Alain Guilbert

Un ancien artisan de La Tribune décède subitement

Un ancien artisan de La Tribune qui a contribué à façonner le quotidien régional s’est éteint mardi.

Alain Guilbert est mort subitement alors qu’il pratiquait sa passion, la pêche, a annoncé sa fille Anne sur la page Facebook du réputé journaliste et communicateur.

Natif d’Acton Vale, M. Guilbert avait entrepris sa carrière à La Tribune en 1959. Il y a occupé diverses fonctions, dont celles de directeur de l’information, puis d’éditeur adjoint et rédacteur en chef.

La nouvelle de son décès a secoué le journaliste retraité Pierre Turgeon, qui a côtoyé M. Guilbert et qui se souvient de lui comme un homme qui a changé la manière de traiter la nouvelle régionale.

« C’était un homme qui représentait l’âme de l’information à Sherbrooke.

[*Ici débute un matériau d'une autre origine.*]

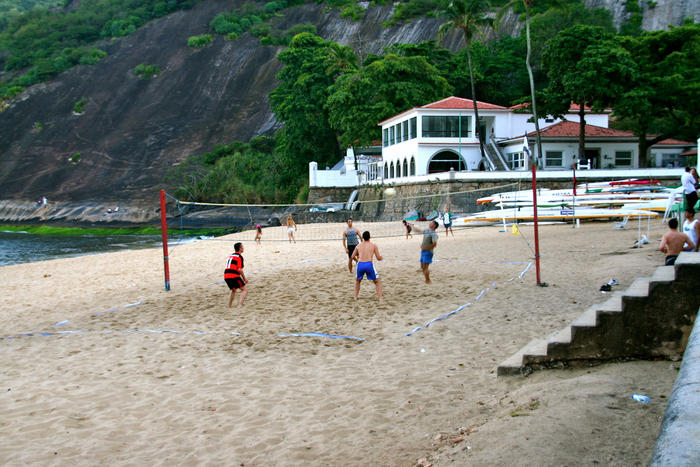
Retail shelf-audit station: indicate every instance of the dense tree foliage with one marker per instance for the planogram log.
(664, 97)
(470, 17)
(234, 173)
(311, 67)
(587, 67)
(11, 9)
(328, 99)
(385, 87)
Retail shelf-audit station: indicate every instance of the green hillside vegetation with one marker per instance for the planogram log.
(41, 43)
(11, 9)
(329, 98)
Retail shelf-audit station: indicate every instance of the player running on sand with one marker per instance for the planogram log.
(234, 276)
(364, 253)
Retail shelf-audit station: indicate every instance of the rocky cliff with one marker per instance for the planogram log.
(132, 130)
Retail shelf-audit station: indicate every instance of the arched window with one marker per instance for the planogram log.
(444, 161)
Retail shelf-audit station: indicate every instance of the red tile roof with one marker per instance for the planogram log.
(568, 129)
(573, 108)
(673, 142)
(453, 102)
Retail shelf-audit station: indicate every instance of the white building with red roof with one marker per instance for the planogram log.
(441, 137)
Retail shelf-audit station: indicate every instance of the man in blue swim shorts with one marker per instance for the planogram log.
(364, 253)
(426, 249)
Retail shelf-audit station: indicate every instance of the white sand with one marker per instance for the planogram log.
(226, 389)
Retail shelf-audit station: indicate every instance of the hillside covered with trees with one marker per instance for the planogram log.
(229, 101)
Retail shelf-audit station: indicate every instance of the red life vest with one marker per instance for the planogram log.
(233, 266)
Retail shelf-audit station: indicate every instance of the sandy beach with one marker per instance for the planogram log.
(128, 373)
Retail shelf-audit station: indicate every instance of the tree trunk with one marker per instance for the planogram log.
(476, 110)
(582, 130)
(532, 84)
(643, 147)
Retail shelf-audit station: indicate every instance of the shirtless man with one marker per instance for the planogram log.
(672, 242)
(364, 253)
(351, 238)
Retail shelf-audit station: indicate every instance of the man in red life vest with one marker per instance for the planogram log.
(234, 276)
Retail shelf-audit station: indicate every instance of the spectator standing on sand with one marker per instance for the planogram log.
(291, 228)
(447, 220)
(258, 234)
(691, 226)
(364, 253)
(689, 181)
(408, 227)
(673, 242)
(234, 276)
(429, 243)
(351, 238)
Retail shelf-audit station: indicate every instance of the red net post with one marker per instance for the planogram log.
(164, 232)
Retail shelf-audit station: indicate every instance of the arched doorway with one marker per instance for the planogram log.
(444, 161)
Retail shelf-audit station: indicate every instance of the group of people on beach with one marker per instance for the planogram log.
(359, 249)
(364, 251)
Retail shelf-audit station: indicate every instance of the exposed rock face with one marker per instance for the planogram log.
(133, 130)
(657, 14)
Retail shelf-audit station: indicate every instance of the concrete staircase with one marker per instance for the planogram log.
(652, 318)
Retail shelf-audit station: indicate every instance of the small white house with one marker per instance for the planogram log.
(441, 137)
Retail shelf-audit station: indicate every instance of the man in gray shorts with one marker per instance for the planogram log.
(351, 238)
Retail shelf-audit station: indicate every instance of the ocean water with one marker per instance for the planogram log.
(22, 247)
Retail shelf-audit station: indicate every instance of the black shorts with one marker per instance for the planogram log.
(235, 283)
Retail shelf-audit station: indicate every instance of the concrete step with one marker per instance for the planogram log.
(603, 331)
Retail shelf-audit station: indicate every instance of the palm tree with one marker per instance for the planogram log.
(528, 4)
(469, 16)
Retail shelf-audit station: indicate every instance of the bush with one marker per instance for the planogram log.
(146, 71)
(78, 107)
(92, 56)
(198, 42)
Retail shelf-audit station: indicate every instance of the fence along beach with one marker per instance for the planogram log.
(117, 370)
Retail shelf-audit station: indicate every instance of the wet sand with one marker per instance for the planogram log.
(138, 374)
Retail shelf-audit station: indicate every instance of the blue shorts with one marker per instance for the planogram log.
(366, 267)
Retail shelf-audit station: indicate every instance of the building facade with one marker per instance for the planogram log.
(442, 137)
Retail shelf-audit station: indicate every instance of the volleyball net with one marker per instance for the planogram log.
(315, 221)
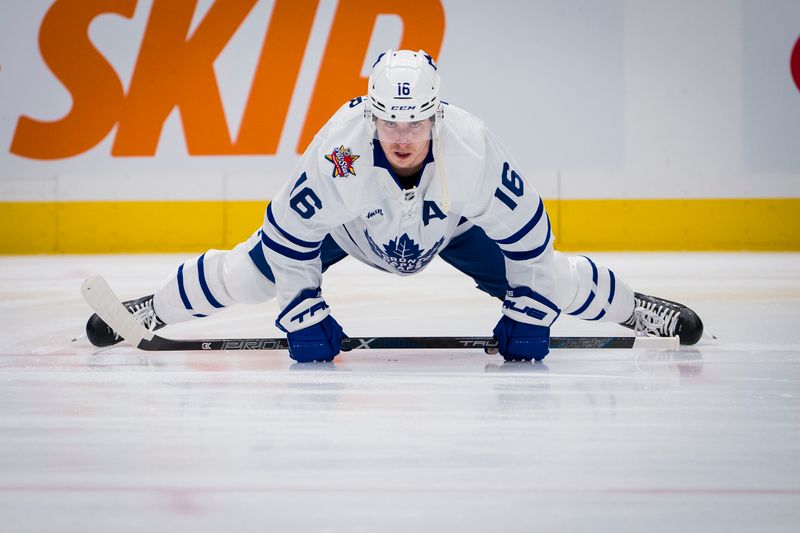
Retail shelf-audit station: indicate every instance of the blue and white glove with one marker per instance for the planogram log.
(523, 332)
(312, 333)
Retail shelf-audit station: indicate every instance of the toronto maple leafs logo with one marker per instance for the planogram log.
(403, 253)
(342, 159)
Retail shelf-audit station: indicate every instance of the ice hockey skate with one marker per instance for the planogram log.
(657, 317)
(101, 334)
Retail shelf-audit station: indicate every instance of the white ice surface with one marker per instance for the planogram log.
(705, 439)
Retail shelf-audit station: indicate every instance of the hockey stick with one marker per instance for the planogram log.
(105, 303)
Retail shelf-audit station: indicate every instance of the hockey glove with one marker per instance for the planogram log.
(523, 333)
(312, 333)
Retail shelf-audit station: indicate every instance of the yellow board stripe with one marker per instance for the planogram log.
(758, 224)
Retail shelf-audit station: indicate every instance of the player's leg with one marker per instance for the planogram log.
(583, 288)
(205, 285)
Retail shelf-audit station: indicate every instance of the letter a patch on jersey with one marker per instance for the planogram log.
(342, 159)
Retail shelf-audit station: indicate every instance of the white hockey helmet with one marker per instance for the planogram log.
(404, 86)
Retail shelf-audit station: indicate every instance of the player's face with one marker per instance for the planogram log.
(404, 143)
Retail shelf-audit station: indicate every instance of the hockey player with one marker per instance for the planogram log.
(394, 179)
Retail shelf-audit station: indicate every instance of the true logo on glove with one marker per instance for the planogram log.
(319, 306)
(538, 314)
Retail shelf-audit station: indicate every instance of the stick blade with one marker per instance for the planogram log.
(656, 343)
(101, 298)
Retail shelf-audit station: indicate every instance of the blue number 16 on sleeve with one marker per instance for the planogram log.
(513, 184)
(305, 202)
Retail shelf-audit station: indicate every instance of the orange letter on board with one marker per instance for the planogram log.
(173, 70)
(276, 76)
(97, 94)
(339, 77)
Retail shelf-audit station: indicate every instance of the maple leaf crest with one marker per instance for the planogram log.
(403, 253)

Tout ce que j’ai pu réaliser à La Tribune, c’est en grande partie grâce à lui », lance Pierre Turgeon, qui a travaillé avec M. Guilbert autant pour le journal sherbrookois que pour le Comité organisateur des Jeux olympiques de Montréal de 1976.

Pour M. Turgeon, le travail de M. Guilbert au sein de La Tribune a réussi à élever le statut du quotidien dans l’ensemble de la province,

« Nous n’étions pas comme le Journal de Montréal ou La Presse, mais quand on disait qu’on était de La Tribune, on nous prenait toujours très au sérieux partout où on allait. C’est grâce à la manière dont M. Guilbert a fait avancer le journal à l’époque », raconte-t-il.

Durant ses années à La Tribune, Alain Guilbert a été l’instigateur du Carnet King-Wellington qui a servi pendant très longtemps de référence pour l’ensemble de la population sherbrookoise.

« Pour moi, c’est vraiment lui qui a fait de La Tribune un journal aussi important », affirme Pierre Turgeon.

Après son passage au Comité organisateur des Jeux olympiques de Montréal, M. Guilbert est revenu dans des rôles de direction et de gestion dans plusieurs journaux du Québec, dont La Voix de l’Est, Le Soleil et le Groupe Transcontinental.

Il est ensuite passé au monde des communications et du marketing avant de terminer sa carrière comme vice-président communications chez Postes Canada à Ottawa d’où il a pris sa retraite en 2005.

« Je me souviendrai de lui comme un grand motivateur, une personne qui aimait nous lancer des défis », conclut M. Turgeon.